John Gyakum 21 oct 2016: Precipitation rate as a function of vertical motion 
and air mass type based on there 900-hPa equivalent potential temperature

Basically, the x-axis is the air mass (increasing theta-e to the right),
with computed 24-h precipitation rates (mm) along the y-axis.  The two lines
show ascent maxima of about 1 cm per second, and 5 cm per second at 600 hPa 
(a parabolic ascent profile is assumed with zero ascent at 1000 hPa, and at 200 hPa).

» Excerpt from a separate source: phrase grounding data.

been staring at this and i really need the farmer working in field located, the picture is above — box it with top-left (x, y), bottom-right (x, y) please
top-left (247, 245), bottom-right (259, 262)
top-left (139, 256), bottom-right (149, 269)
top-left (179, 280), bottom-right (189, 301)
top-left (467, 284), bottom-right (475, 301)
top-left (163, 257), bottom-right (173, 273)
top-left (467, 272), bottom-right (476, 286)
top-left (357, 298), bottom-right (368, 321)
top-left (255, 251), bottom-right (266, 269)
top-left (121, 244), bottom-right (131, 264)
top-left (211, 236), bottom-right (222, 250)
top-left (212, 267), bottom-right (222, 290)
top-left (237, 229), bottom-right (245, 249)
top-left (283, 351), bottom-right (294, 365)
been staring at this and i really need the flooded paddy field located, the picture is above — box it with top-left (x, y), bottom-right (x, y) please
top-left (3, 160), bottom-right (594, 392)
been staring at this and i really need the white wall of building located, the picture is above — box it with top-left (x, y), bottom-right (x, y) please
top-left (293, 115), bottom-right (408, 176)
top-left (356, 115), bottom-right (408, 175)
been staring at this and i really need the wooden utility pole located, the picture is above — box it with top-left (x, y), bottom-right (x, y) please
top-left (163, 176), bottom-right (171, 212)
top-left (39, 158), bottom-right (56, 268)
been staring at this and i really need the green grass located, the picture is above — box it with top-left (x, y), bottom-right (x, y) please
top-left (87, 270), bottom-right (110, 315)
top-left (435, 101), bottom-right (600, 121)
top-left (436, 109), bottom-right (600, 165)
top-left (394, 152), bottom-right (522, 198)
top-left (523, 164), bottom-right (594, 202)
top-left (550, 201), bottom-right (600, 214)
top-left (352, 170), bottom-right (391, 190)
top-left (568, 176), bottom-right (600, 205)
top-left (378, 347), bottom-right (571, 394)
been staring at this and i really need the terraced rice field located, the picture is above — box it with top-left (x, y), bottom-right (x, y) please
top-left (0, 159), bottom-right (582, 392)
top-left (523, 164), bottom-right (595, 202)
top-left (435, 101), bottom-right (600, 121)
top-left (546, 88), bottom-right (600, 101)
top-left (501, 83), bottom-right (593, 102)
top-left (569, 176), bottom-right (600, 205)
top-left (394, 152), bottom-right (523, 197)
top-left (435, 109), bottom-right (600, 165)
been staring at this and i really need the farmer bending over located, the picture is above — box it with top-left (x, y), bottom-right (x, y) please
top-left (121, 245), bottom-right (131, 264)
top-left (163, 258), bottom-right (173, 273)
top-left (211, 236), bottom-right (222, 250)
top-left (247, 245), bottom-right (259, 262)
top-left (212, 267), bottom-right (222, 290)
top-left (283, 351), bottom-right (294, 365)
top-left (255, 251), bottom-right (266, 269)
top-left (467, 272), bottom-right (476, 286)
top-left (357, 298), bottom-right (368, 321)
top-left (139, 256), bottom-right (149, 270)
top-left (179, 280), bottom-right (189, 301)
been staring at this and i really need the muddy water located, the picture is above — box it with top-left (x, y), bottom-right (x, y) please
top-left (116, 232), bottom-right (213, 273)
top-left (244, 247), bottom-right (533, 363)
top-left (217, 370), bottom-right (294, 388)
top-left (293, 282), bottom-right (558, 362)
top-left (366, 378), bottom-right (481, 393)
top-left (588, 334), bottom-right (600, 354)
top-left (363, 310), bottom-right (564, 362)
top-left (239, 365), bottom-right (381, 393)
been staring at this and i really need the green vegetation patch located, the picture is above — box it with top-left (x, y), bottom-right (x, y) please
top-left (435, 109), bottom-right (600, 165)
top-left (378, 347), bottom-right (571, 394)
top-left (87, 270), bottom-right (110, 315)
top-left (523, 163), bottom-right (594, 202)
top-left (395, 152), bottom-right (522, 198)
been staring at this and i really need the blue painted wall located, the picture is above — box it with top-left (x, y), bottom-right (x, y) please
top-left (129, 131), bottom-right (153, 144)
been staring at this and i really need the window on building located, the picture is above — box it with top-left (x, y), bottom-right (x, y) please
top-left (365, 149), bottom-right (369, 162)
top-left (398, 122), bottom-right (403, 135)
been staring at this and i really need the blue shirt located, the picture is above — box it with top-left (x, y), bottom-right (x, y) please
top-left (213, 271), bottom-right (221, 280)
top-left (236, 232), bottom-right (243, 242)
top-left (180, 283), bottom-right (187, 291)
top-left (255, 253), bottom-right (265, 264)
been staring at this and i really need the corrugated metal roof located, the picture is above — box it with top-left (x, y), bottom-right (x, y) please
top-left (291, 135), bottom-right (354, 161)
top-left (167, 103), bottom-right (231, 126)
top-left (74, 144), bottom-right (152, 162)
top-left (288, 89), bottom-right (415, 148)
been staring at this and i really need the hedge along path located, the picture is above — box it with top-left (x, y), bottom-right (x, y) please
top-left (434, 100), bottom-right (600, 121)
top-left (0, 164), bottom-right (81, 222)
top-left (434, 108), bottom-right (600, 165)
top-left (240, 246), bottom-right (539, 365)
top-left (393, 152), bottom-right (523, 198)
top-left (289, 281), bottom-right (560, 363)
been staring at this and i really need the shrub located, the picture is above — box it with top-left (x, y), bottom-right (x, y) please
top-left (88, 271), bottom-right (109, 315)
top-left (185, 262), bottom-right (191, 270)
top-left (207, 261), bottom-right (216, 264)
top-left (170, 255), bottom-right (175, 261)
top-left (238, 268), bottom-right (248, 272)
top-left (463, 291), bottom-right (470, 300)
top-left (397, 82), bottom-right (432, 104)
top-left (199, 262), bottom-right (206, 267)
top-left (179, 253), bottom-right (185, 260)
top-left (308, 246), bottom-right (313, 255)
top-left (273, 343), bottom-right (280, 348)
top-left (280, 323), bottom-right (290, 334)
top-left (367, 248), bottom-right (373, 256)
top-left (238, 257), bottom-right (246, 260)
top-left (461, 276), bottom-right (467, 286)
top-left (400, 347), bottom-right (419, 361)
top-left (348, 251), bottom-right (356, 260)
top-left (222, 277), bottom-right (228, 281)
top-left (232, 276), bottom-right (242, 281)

The actual lapse rates assumed are all moist adiabatic, with assumed 100%
relative humidities.

What is clear is the very large precipitation rate sensitivity to ascent
changes as the air masses warm.

The static stabilities in all of the environments here were zero (moist
adiabatic), as I recall.

Fred's actual calculations of precipitation rate were for climatological
lapse rates of Continental polar, Maritime polar, and maritime tropical air
masses.

Albeit, the actual sensitivity of precipitation rates to air would likely be
larger than what I show, as the effective static stability decreases as the
air mass warms.

The three cases shown indicate very large positive anomalies of 900-hPa
theta-e values from climatology (shown by the heavy dashed vertical lines.